Adhere sequentially. On the other hand, since the anisotropic etching has progressed beyond the ONO film 52 to the polysilicon film 50, the etched cross section 54a of the polysilicon film 54 separated from the polysilicon film 50 (see FIG. 2B). In addition, the sidewall protective film does not adhere again. Therefore, the etched section 54 is formed by the isotropic etching performed at the final stage of the anisotropic etching.
The polysilicon film 54 where a is exposed is further etched and becomes narrower. On the other hand, the etching of the polysilicon film 50 having the sidewall protection film 58 adhered to the etched cross section 50a does not proceed further. By this series of steps, the floating gate 36, the interlayer film 38, the control gate 40
Is formed. Next, as shown in FIG. 1B, after forming a sidewall 42, an oxide film 44 is deposited, and a BPSG 46 and an aluminum wiring 48 are stacked in this order.
After removing the resist 56, a silicon oxide film is deposited on the sidewall 42 so as to cover the entire substrate.
It is formed by performing isotropic etching on the deposited silicon oxide film. Thus, the EEPROM 30
Is formed. In the above embodiment, the polysilicon film 50 and the polysilicon film 54 have been described as examples of the first conductor film and the second conductor film. As the second conductor film, a polysilicon film, a polycide film, a silicide film, or the like can be used. Further, as a semiconductor device, an EEPROM 3
Although 0 has been described as an example, the present invention is not limited to the EEPROM.

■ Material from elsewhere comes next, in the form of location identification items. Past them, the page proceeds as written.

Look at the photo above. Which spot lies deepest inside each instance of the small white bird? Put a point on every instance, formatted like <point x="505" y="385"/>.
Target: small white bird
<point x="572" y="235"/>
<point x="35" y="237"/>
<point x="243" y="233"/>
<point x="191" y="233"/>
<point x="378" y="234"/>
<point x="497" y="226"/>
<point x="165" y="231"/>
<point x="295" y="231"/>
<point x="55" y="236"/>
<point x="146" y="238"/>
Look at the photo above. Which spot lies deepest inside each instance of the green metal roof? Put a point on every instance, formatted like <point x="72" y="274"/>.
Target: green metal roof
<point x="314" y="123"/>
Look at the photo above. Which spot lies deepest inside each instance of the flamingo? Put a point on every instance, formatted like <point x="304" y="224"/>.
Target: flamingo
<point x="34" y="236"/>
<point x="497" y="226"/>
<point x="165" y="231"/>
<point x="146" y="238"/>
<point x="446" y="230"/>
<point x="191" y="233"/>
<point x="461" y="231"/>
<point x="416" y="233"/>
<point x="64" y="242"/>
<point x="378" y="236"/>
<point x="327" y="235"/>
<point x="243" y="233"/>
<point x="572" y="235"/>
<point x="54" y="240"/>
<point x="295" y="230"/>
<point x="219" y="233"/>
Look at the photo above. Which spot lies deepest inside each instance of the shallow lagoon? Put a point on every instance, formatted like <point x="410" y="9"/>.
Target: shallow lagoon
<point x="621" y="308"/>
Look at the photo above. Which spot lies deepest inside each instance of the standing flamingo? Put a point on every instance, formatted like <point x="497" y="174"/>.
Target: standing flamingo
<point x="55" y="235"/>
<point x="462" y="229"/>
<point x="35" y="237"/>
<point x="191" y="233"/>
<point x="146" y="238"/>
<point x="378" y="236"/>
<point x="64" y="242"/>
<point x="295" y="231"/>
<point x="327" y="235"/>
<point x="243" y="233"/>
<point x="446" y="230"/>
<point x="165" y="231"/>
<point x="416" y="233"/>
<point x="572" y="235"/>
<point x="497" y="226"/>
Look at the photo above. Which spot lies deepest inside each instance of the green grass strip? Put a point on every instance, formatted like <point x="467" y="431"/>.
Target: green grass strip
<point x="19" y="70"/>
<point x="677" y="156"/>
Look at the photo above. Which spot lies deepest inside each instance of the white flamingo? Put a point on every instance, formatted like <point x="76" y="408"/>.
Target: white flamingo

BRIEF DESCRIPTION OF THE DRAWINGS FIG. 1 is a view showing a part of a manufacturing process of an EEPROM as a semiconductor device according to an embodiment of the present invention. FIG. 2 is a view showing a part of a manufacturing process of an EEPROM which is a semiconductor device according to an embodiment of the present invention; FIG. 3 is a view showing a part of a manufacturing process of a conventional EEPROM. FIG. 4 is a diagram showing a part of a manufacturing process of a conventional EEPROM. [Explanation of Symbols] 36 Floating gate 38 Interlayer film 40 Control gate 46 BPSG 48 ······························································································· ... Resist 58 ... Sidewall protective film

Continuation of the front page (56) References JP-A-5-13775 (JP, A) (58) Fields investigated (Int. Cl. ⁷ , DB name) H01L 21/312 H01L 21/314 H01L 21/316 H01L 21 / 318 H01L 21/3205 H01L 21/8247 H01L 27/115

Claims (1)

(57) [Claim 1] A first conductor film is formed above a semiconductor substrate, and a second conductor film is formed above the first conductor film via an interlayer film. And etching the second conductor film and the first conductor film by an anisotropic etching process to form the second conductor layer and the first conductor film.
A method of manufacturing a semiconductor device, comprising: etching a second conductive film by an anisotropic etching process until an interlayer film is exposed; The sidewall protective film attached to the etched section is removed, the interlayer film and the first conductor film are etched by an anisotropic etching step, and the second conductive layer having the etched section exposed by an isotropic etching step. A method of manufacturing a semiconductor device, characterized in that the etching of a body film proceeds so that the width of the second conductive layer is smaller than the width of the first conductive layer.